A vida nas arenas é sempre incerta. Nossa vida pode terminar a qualquer momento, basta encontrar um adversário mais forte. O público estava em êxtase. Ausohlung, meu adversário, era o campeão daquela arena hà alguns anos. Seu povo o amava e ele defendia a honra de sua pátria e da tradição guerreira local. Eu não tinha a menor chance.

Ele ergueu sua espada em posição de lança, na altura de seu peito e veio em investida. Abaixei-me, deixando a lâmina passar por cima de mim, agarrei sua cintura e com um urro de força e ímpeto, aproveitei o impulso de meu adversário, ergui seu corpo do chão e joguei-o para trás, fazendo-o dar uma cambalhota pelo ar. Sem perder tempo, ataquei com minha espada na direção de seu elmo, mas ele bloqueou com sua arma. Antes que eu pudesse pensar em outro ataque, o maldito rolou pelo chão e se levantou, voltando à posição de guarda, dessa vez nem tão desleixado. Pelo visto, além de dominar sua arma, Ausohlung também tinha total domínio de sua armadura.

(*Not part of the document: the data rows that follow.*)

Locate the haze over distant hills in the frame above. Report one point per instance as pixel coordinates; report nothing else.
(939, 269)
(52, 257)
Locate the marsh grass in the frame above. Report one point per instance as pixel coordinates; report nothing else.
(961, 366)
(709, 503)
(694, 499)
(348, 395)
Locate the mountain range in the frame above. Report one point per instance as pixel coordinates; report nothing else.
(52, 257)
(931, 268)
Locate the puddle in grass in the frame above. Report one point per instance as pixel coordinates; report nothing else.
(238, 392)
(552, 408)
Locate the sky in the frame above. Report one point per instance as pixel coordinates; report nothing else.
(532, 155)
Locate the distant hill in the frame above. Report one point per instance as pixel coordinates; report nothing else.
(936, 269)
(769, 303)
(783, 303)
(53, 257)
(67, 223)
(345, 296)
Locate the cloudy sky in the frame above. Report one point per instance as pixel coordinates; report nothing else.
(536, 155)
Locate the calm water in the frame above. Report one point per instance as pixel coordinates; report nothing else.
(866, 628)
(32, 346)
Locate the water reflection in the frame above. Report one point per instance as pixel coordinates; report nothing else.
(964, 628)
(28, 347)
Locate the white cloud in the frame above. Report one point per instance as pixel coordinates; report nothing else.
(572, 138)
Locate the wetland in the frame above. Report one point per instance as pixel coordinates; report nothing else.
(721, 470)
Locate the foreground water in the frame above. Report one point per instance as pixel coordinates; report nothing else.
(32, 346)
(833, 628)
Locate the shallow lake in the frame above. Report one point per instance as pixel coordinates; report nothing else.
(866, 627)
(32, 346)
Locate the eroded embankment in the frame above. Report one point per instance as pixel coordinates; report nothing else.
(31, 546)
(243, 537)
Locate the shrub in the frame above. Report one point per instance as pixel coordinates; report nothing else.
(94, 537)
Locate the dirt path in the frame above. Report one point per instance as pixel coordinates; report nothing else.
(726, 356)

- Devo agradecer-lhe Draco! Havia anos que eu não sentia tanta adrenalina em um combate! Ainda mais vindo de um forasteiro! Meu povo estava precisando de uma emoção como esta!

Eu ainda tentava recuperar o fôlego enquanto ouvia sua voz abafada.

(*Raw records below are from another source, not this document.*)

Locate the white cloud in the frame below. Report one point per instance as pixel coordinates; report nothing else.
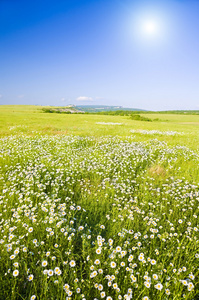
(83, 98)
(99, 98)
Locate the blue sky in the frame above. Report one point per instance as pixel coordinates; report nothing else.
(96, 52)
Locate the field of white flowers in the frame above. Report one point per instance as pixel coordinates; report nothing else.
(86, 218)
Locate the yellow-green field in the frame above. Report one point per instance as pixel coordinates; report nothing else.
(15, 119)
(98, 207)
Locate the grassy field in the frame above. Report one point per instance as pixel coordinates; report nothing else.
(98, 206)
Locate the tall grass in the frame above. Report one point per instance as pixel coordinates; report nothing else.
(97, 218)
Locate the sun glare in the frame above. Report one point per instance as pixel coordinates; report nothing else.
(150, 27)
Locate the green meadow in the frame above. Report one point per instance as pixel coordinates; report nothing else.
(98, 206)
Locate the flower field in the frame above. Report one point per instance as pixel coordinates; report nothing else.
(88, 218)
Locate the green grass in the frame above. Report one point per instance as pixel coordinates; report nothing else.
(89, 208)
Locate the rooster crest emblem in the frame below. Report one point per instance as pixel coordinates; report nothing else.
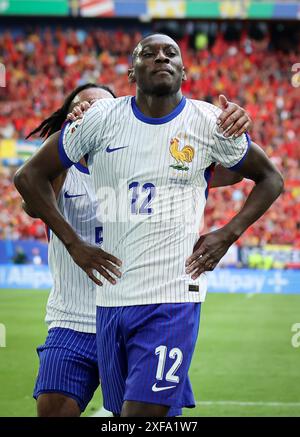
(186, 154)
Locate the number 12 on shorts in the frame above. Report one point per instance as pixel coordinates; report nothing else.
(175, 354)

– Você será eternamente lembrado em nossas histórias! Sinta-se honrado, pois meu povo jamais se esquecerá da batalha entre Ausohlung e Draco!!! O imortal campeão de Gorgomok e aquele que foi digno de morrer em suas mãos!!

Ausohlung levantou sua espada com as duas mãos sobre os ombros, pronto para descê-la e partir-me ao meio. E então, eu não sei o que houve, mas minha mão agarrou firme minha espada, minhas pernas pegarem impulso, senti meus olhos queimando em ódio, minha mente focada em vencer, meu espírito dominado por frenesi e, naquele instante, a única coisa que eu não senti, que pareceu sumir em vácuo, foi meu coração.

Um único corte. De baixo para cima, em um ângulo diagonal da esquerda para direita. Meu corpo girou, meu braço acompanhou o movimento, minha lâmina golpeou e a muralha de aço foi aberta. Estilhaços de metal voaram pela arena,o sangue pintou a mim e ao chão de rubro e o corpo de metal caiu para trás.

O público ficou atônito. Seu campeão havia sido derrotado. Um estrangeiro se mostrou superior em combate. Eu respirei fundo, senti como se o ar trouxesse de volta minha consciência e ouvi os aplausos. Alguns ainda confusos, outros eufóricos, uns gritando ofensas e ameaças. Mas o povo de Gorgomok amava a batalha acima de tudo e aquela havia sido uma grande batalha. Os aplausos dominaram a arena como uma onda que só revela seu real tamanho à beira da praia ao ponto de tornarem-se ensurdecedores.

Por um instante questionei-me se realmente havia sido eu a desferir o golpe final. Talvez fosse confortante duvidar de que havia sido por tamanha violência e tamanho ódio que houve naquele desfecho. Mas não havia como negar, fui eu. Por mais que não tivesse explicação para aquilo, havia sido eu. Naquele momento que talvez mal tenha durado um segundo, eu odiei, eu ataquei e eu venci a batalha. Nada, nem ninguém, agiu por mim. O mérito daquela vitória e de todo o sangue derramado era meu.

Por que viver pela espada? O que significa ser um guerreiro legítimo? Vencer? Proteger? Atacar? Aperfeiçoar? Honrar? Vingar? Buscar? Destruir? Onde será que encontrarei minhas respostas? Quando será que encontrarei um adversário mais forte do que eu? E quando encontrá-lo, conseguirei superá-lo? Morrerei tentando? Vivendo ou morrendo... Encontrarei minhas respostas?

Sai da arena sob os incessantes aplausos, peguei minha recompensa – talvez a maior que eu já tivesse conquistado - e me preparei para partir na manhã seguinte. Mais um reino visitado. Algumas batalhas vencidas. Mais uma grande vitória em minha carreira. Mais uma vitória em minha vida. E a certeza de que ainda havia muita estrada para percorrer. O sol se pôs em Gorgomek, o povo festejou até esgotar todo o dinheiro das apostas... E um guerreiro se preparou para próxima viagem.